Eu a queria perto. Não por desejo, embora o gosto do seu beijo ainda queimasse na minha boca, mas por necessidade. Ela era a peça descontrolada que eu precisava manter sob vigilância constante. Depois daquela noite na cozinha, a tensão entre nós se tornou palpável, como um fio esticado que ameaçava romper a qualquer momento.
Ambos estamos tentando manter uma distância segura.
Vejo seus olhares em mim, sei que ela vê os olhares que dou em sua direção, ainda sim, nos mantemos seguros, distantes e fazer novos avanços.
Não seu o que pensar em relação a ela, mas sei que não posso perder o controle.
Quando o dia amanhecer, eu sabia que seria mais um dia de batalhas. Uma batalha que travei contra mim mesmo e contra todos os sentimentos que seguem querendo ganhar espaço.
Ela chegou essa manhã, bateu na porta e depois que dei autorização para que entrasse, seu cheiro de invadiu.
Era uma merda que esse cheiro já tivesse impregnado em mim, na mesma medida que era um alivio.
Trocamos meia dúzia de palavras e então ela se acomodou em uma das cadeiras bem a minha frente.
Mesmo tentando não focar, eu a observava trabalhar nos relatórios, e o silêncio dela me incomodava mais do que qualquer grito.
Muda, em silêncio, fazendo seus serviço e me deixo maluco.
— Eu sei o que você está procurando nos arquivos, Aurora — disse, quebrando o silêncio sem erguer os olhos da minha tela. — Você está procurando o meu nome, diretamente ligado ao fogo. Você não vai encontrar.
Eu sabia que ela faria isso. Sabia que encontraria qualquer brecha para descobrir mais informações. Ela estava com sede e eu podia ver bem isso.
Ela finalmente olhou para mim. Os olhos, ainda cheios de ressentimento, me desafiaram.
— E isso te absolve? Seu pai deu a ordem. Você herdou o império dele. Você é o nome Valente. Você é responsável.
Eu suspirei, encostando-me na cadeira. Esta era a conversa que eu evitei por vinte anos, não com ela, mas comigo mesmo.
— Meu pai era um homem de sangue frio. Ele fez o que ele achava necessário para garantir que o nosso caos fosse menor do que o caos de uma guerra total. Sim, foi um aviso. Foi brutal. Mas se não fosse por essa brutalidade, a cidade estaria em chamas há décadas, dividida entre mil gangues.
— É sério? Você quer mesmo me dizer que ouve um motivo justo para a morte de pessoas inocentes? Você está justificando a morte dos meus pais, dizendo que era o melhor? — Ela se levantou da cadeira, a fúria a consumindo.
— Estou te explicando a lógica da ordem. Não é só uma justificativa. É a verdade — respondi, com a voz firme. — A Família Valente é o dique que impede o mar de inundar. O fogo na sua casa foi uma tragédia horrível, um custo que eu lamento, mas foi um m*l menor para garantir que milhares de outras famílias não morressem em uma guerra interminável. Eu herdei o sistema, mas eu garanto a paz através dele.
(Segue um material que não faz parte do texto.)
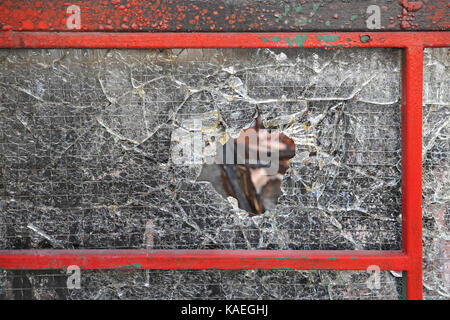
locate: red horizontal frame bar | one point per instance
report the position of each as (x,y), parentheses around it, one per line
(11,39)
(204,259)
(409,259)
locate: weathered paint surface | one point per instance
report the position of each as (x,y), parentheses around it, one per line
(203,259)
(222,40)
(224,15)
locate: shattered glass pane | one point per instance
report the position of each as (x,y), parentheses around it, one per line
(89,139)
(202,284)
(436,174)
(87,145)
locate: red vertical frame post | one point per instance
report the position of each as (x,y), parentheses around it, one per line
(412,77)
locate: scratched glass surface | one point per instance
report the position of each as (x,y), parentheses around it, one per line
(87,138)
(201,284)
(436,174)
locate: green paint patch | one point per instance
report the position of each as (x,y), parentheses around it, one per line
(328,38)
(276,39)
(332,258)
(286,10)
(289,42)
(299,40)
(365,38)
(129,266)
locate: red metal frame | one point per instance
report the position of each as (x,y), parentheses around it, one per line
(409,259)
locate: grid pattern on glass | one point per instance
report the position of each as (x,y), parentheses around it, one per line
(202,284)
(87,136)
(436,173)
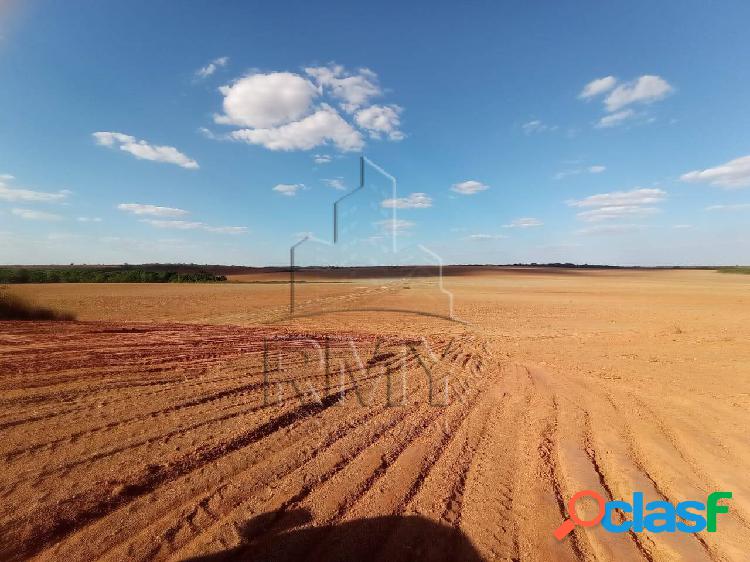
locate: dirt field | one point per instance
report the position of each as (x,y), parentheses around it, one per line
(393,420)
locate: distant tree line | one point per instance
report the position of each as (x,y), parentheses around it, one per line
(90,275)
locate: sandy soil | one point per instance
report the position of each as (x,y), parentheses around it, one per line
(199,422)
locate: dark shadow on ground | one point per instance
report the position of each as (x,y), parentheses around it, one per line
(289,537)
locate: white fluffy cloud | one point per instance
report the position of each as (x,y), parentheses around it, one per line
(413,201)
(12,194)
(639,196)
(211,67)
(288,111)
(151,210)
(735,174)
(143,150)
(381,120)
(469,187)
(353,90)
(646,89)
(323,126)
(614,119)
(527,222)
(598,86)
(32,215)
(189,225)
(288,189)
(266,100)
(610,229)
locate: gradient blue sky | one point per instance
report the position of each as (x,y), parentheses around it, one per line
(491,93)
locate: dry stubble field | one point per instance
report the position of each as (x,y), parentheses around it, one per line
(197,422)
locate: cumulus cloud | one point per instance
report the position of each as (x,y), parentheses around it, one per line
(638,196)
(598,86)
(380,120)
(152,210)
(537,126)
(353,90)
(266,100)
(469,187)
(211,67)
(288,189)
(12,194)
(143,150)
(615,119)
(335,183)
(289,111)
(189,225)
(646,89)
(734,174)
(413,201)
(32,215)
(527,222)
(323,126)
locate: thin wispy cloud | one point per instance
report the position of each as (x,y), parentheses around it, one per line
(14,195)
(305,116)
(526,222)
(151,210)
(413,201)
(335,183)
(143,150)
(598,86)
(734,174)
(288,189)
(210,68)
(730,207)
(395,225)
(610,229)
(537,126)
(469,187)
(194,225)
(481,236)
(638,196)
(34,215)
(641,91)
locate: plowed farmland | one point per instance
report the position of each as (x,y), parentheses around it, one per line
(201,423)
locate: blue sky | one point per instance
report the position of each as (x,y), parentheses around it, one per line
(220,133)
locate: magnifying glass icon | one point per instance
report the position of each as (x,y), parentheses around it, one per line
(569,524)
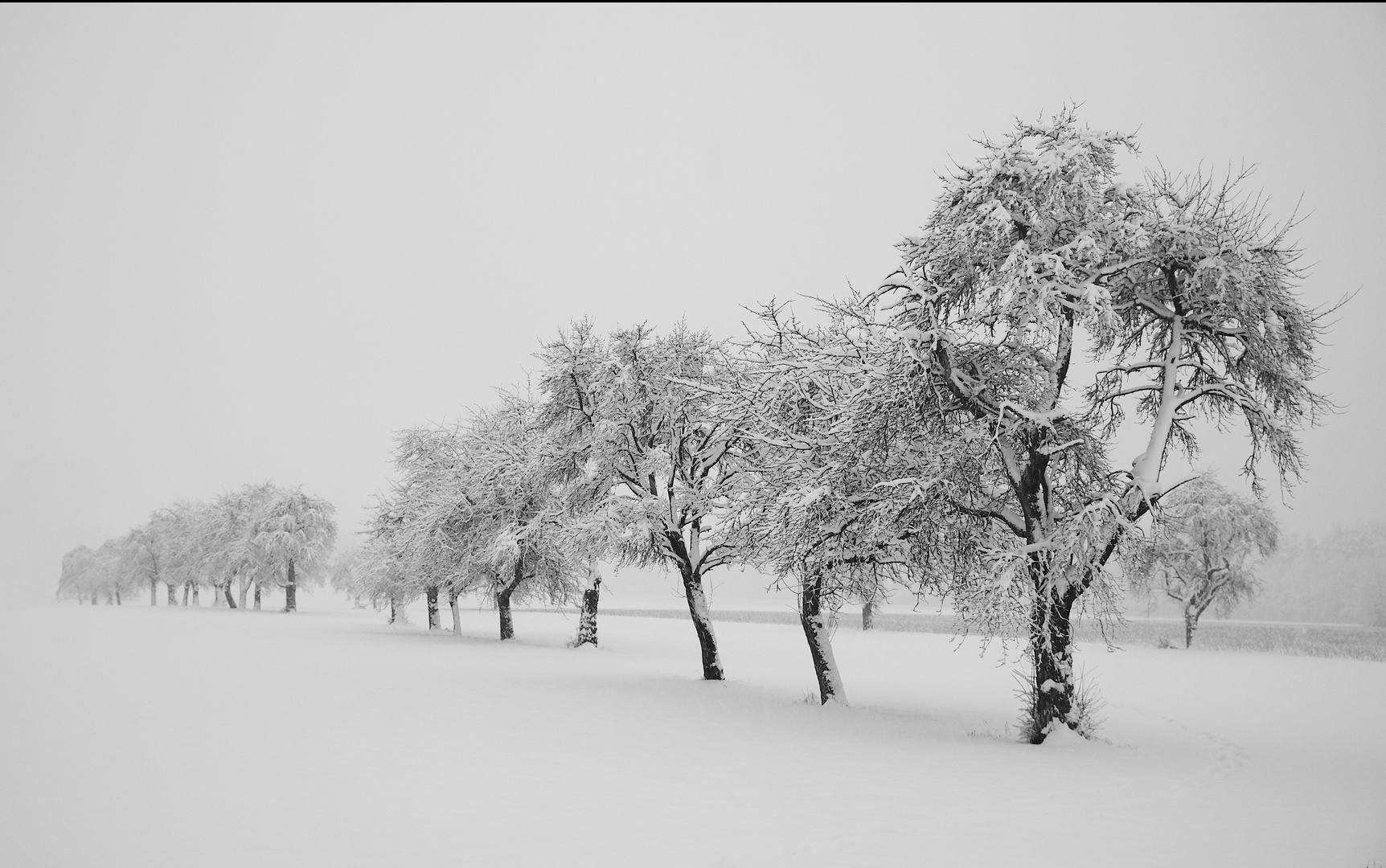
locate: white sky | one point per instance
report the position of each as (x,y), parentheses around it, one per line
(246,243)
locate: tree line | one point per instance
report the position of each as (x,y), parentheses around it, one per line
(256,538)
(930,433)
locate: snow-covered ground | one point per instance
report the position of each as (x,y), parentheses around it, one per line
(206,736)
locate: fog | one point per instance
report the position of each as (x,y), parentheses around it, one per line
(252,243)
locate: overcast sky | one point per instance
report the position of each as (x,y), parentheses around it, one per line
(246,243)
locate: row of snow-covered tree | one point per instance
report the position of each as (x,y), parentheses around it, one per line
(930,433)
(250,539)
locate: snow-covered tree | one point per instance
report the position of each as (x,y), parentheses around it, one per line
(654,457)
(429,519)
(1205,542)
(1185,298)
(78,579)
(291,537)
(515,508)
(808,506)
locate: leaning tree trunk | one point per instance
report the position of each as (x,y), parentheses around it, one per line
(702,620)
(1191,623)
(507,625)
(1051,646)
(819,640)
(588,620)
(869,612)
(291,592)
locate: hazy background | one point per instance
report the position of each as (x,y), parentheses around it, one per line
(252,243)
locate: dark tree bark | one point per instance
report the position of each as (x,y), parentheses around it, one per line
(1051,645)
(291,592)
(699,612)
(507,625)
(819,642)
(588,620)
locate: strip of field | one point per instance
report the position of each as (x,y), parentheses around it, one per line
(1345,641)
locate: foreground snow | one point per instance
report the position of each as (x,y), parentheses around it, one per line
(204,736)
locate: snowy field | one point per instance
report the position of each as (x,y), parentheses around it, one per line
(206,736)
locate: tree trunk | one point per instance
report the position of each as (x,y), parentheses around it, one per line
(819,640)
(702,621)
(507,625)
(291,592)
(588,620)
(1051,645)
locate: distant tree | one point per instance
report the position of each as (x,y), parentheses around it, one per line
(1202,550)
(291,535)
(78,580)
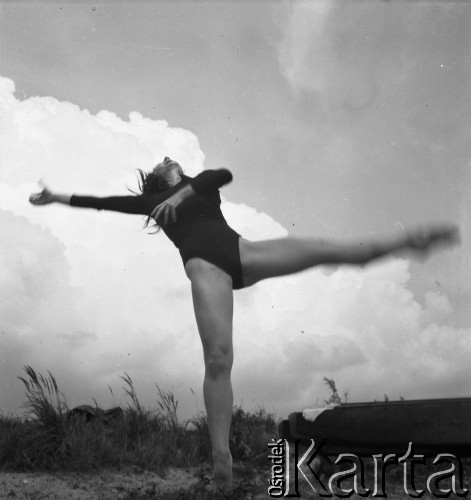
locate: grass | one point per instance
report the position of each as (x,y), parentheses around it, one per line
(47,439)
(139,438)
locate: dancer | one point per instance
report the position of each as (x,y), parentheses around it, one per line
(217,260)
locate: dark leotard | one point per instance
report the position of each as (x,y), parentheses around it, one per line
(200,230)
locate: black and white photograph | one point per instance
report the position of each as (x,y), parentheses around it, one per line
(235,249)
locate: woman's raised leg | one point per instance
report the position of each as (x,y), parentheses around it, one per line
(267,259)
(213,305)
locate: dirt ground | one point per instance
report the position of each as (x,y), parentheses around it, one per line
(104,486)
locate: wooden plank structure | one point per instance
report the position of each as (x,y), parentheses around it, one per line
(432,425)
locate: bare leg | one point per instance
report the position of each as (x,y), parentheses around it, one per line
(267,259)
(213,305)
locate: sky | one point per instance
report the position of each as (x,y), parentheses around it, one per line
(341,120)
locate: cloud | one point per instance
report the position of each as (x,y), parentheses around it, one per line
(91,295)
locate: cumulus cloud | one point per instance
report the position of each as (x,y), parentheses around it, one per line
(90,295)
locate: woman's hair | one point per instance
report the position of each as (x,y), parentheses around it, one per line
(149,183)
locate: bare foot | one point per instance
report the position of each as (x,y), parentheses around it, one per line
(222,463)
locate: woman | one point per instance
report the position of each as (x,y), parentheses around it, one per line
(217,260)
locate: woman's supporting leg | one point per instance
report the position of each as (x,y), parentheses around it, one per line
(267,259)
(213,305)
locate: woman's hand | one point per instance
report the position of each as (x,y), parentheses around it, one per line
(423,240)
(42,198)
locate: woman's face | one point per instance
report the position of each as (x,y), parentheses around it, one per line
(169,171)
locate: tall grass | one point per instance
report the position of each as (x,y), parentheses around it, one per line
(47,439)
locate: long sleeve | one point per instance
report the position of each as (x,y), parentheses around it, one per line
(210,180)
(144,204)
(140,204)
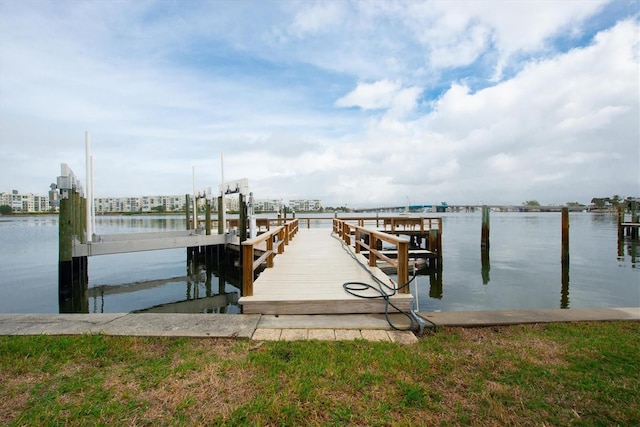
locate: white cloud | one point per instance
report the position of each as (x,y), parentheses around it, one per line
(358,103)
(371,96)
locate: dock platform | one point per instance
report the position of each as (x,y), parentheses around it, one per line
(308,278)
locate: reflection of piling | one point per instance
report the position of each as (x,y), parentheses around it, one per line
(484,238)
(620,221)
(435,245)
(72,271)
(435,281)
(564,299)
(221,224)
(565,236)
(486,266)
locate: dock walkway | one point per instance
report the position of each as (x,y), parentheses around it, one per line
(308,278)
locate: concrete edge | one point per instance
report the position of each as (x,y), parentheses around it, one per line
(251,326)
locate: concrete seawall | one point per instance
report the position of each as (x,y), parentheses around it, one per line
(287,327)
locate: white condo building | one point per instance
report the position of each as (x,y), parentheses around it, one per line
(25,202)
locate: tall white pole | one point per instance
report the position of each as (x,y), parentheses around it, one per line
(93,195)
(224,205)
(89,196)
(195,199)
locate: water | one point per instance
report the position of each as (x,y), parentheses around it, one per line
(524,270)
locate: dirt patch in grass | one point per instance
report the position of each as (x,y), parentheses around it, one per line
(542,375)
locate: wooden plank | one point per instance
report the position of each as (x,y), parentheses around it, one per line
(308,279)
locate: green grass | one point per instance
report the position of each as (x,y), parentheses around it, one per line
(557,374)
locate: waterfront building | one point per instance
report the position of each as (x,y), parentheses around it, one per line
(26,202)
(268,205)
(305,205)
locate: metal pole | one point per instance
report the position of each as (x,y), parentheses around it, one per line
(223,205)
(92,207)
(89,187)
(195,199)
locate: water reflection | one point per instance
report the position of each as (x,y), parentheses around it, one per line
(630,247)
(207,287)
(564,298)
(486,265)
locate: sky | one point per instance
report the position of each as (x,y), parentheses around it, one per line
(356,103)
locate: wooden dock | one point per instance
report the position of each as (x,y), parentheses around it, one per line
(308,278)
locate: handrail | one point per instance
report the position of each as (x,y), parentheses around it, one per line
(391,222)
(275,239)
(344,230)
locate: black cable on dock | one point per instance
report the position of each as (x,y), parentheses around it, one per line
(356,289)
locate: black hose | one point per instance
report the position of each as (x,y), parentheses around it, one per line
(356,289)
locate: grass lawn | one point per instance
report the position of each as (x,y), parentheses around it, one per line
(554,374)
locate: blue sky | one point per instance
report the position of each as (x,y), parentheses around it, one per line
(360,103)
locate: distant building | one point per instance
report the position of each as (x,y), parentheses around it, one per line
(305,205)
(268,205)
(171,203)
(28,202)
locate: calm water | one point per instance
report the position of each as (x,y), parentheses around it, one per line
(524,269)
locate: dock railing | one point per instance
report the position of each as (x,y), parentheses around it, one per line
(345,230)
(275,240)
Vi as lagrimas brotando, embora ela brigasse para que não caíssem. Ela me olhou com nojo, mas também com uma ponta de incerteza. A sua verdade emocional confrontava a minha verdade pragmática.
— Você fala como se fosse algum salvador da pátria, quando na verdade, nós dois sabemos que você não passa de um monstro. Nós dois sabemos que você não se importa com que vive e quem morre. — ela sussurrou.
— Talvez eu seja — respondi, levantando-me e caminhando até ela. Eu estava perto o suficiente para sentir o cheiro do sabonete que comprei — Mas eu sou o seu monstro. E o que você viu em mim, aquela noite... é o que me torna o único homem que pode te proteger de tudo. Inclusive de mim mesmo. Você fala como se a única coisa que sentisse por mim fosse ódio, quando na verdade... nós dois sabemos que não é bem assim.
— Eu te odeio — sussurra.
— Eu sei. Mas não é só isso.
Toquei seu rosto. De inicio achei que ela se afastaria, mas não. Ela não se afastou. Aquele momento de vulnerabilidade, de quase confissão, era a minha única chance de reconquistar a sua lealdade.
O mundo não era preto e branco, mas um cinza sombrio onde a moralidade era uma moeda sem valor.